Alberta's fiscal report for the first quarter showed higher revenue than expected with an operational surplus of $715 million.
The surplus is largely due to current oil prices, said Finance Minister Doug Horner, who announced the figures during the province’s first-quarter budget update in Edmonton Thursday.
Horner cautioned against forecasting provincial spending based only on the fluctuating price of oil. He said the province should instead "hold the line" when it comes to spending.
The price of the benchmark West Texas Intermediate oil is hovering around $110 US a barrel, which is $7.50 a barrel higher than the provincial budget estimate.
Higher oil prices and investment income saw revenues in the first three months of the 2013-14 fiscal year hit $9.9 billion, about $211 million higher than expected.
Operational spending was $9.2 billion, about $113 million less than expected, due mainly to the timing of health grants.
The budget had predicted a $451-million deficit on day-to-day spending when released in March, but was criticized at the time for the new format which made it hard to compare prior budgets and find the actual deficit.
CBC News reported in March that the province was facing a $1.97-billion deficit and was borrowing $4.3 billion to pay for capital projects.
Wildrose MLA and finance critic Rob Anderson says the government's claim of a surplus doesn't take into account the money borrowed for capital projects and the use of reserve funds in its spending.
"Doug Horner is a budget contortionist and a Twister champion if he thinks that our budget is balanced in the province right now — and it's not balanced despite record revenues," said Anderson, adding he estimates the true consolidated deficit figure to be roughly $4 billion or $5 billion.
Anderson said the government will have to do more than hold the line on spending in order to achieve its goal of balancing the budget.
"If you can't balance the budget when oil is at $100 and $110 a barrel, as it is now, when are you going to do it?" he said.
Money allocated for flood recovery
Derek Fildebrandt of the Canadian Taxpayers Federation said given that 88 per cent of the capital budget is being paid for by borrowed money the deficit and flood-aid costs will leave the government $7.4 billion in the hole this year.
"It certainly is some sort of fantasyland when the minister claims that we are potentially on track to run a surplus this year," said Fildebrandt.
Horner said the province's contingency fund still has $3 billion in it after the first three months of the fiscal year.
The minister also says $148 million has been spent so far on flood relief and another $556 million has been allocated for the coming months.
Horner added that flood relief would continue to appear as a line item in the provincial budget for up to five years.
"The flooding disaster was unprecedented and unexpected — it's definitely thrown us a curveball — but we have the right game plan and we have the right resources," he said.
Flood cost estimated at $5B
Horner said the final bill facing insurers, the province and federal government is likely to be around $5 billion.
About $1.7 billion of the $5-billion cost is expected to be covered by insurance companies, he said. The rest will be up to governments, but it hasn't been determined who will cover what.

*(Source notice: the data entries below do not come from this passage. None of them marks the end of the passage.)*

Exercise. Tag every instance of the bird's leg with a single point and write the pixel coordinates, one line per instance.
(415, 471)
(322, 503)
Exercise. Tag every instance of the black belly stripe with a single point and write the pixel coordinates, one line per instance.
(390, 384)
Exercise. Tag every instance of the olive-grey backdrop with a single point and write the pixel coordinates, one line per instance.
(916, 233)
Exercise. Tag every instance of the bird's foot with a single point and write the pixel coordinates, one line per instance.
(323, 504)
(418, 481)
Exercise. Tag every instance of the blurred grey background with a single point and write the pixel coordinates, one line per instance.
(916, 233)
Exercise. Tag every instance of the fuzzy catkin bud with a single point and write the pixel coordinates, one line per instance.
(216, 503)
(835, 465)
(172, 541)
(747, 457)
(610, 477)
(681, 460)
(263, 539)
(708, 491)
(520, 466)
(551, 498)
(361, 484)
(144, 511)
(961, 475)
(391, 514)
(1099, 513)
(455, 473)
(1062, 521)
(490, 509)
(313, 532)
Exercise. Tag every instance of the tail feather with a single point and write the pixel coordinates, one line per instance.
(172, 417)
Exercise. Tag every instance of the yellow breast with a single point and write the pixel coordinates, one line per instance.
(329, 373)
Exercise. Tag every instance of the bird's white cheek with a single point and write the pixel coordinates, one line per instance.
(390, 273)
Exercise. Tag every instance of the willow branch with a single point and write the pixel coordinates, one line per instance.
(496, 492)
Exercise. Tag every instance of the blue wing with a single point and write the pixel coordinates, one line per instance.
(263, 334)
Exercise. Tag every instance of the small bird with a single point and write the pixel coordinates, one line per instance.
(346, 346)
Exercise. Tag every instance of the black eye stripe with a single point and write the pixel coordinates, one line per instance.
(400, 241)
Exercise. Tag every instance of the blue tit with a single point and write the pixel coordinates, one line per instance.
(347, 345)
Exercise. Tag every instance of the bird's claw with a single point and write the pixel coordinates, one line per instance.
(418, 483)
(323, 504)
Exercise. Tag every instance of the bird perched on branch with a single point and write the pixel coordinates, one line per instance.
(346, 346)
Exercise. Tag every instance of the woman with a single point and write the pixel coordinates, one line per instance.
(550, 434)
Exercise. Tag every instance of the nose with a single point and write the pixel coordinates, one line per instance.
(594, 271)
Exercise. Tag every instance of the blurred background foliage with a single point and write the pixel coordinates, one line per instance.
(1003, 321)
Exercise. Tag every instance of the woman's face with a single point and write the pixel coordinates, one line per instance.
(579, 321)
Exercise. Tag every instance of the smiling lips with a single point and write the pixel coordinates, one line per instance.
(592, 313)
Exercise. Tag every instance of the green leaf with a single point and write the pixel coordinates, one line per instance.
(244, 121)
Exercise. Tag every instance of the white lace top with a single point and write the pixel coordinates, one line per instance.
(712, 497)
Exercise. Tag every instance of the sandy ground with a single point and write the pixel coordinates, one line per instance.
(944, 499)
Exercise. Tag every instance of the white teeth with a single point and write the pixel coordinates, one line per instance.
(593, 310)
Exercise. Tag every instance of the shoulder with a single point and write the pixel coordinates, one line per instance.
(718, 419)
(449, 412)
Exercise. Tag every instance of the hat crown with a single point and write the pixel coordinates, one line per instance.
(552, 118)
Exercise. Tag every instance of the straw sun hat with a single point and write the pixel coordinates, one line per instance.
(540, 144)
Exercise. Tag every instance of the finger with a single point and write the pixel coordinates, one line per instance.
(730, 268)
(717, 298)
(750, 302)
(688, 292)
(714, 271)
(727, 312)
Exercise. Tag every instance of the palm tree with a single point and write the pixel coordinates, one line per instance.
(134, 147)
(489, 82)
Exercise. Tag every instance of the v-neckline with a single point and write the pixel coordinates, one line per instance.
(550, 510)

Raging waters after a torrential downpour June 20 swamped downtown Calgary and its low-lying neighbourhoods and inundated many surrounding communities. The Town of High River was devastated.
The provincial government immediately promised $1 billion in relief.
Horner said Alberta's GDP has ironically gone up slightly as a result of increased business to repair damaged homes, businesses and roads.
"That doesn't mean the flood was good for our economy," said Horner, who noted that reconstruction is likely to strain a tight labour pool and push up the cost for building materials.
A failure to plan for disasters, says opposition
Liberal Leader Raj Sherman said Horner's update was the first true account of what the government's failure to prepare for a flood has cost.
He noted that the province didn't follow through on recommendations following flooding in 2005 and didn't apply for money from the federal government for flood mitigation in 2012.
"(As a result) we are heading into possibly another $5 billion in (flood) costs, not to mention the negative effects on the economy and the disruption of the lives of Albertans," said Sherman.
NDP Leader Brian Mason said he wants to see rigorous scrutiny in the months to come of who gets flood aid and who doesn't.
He suggested the rules need to be clear for those living in riverside luxury homes, for example, versus those living in condos outside flood-prone zones.
"There's potential for an awful lot of money to go out the door to people who do not need it," said Mason. "When the premier promised at the outset to pay every dime of every cost for everybody in the province, I thought it was pretty thoughtless of her."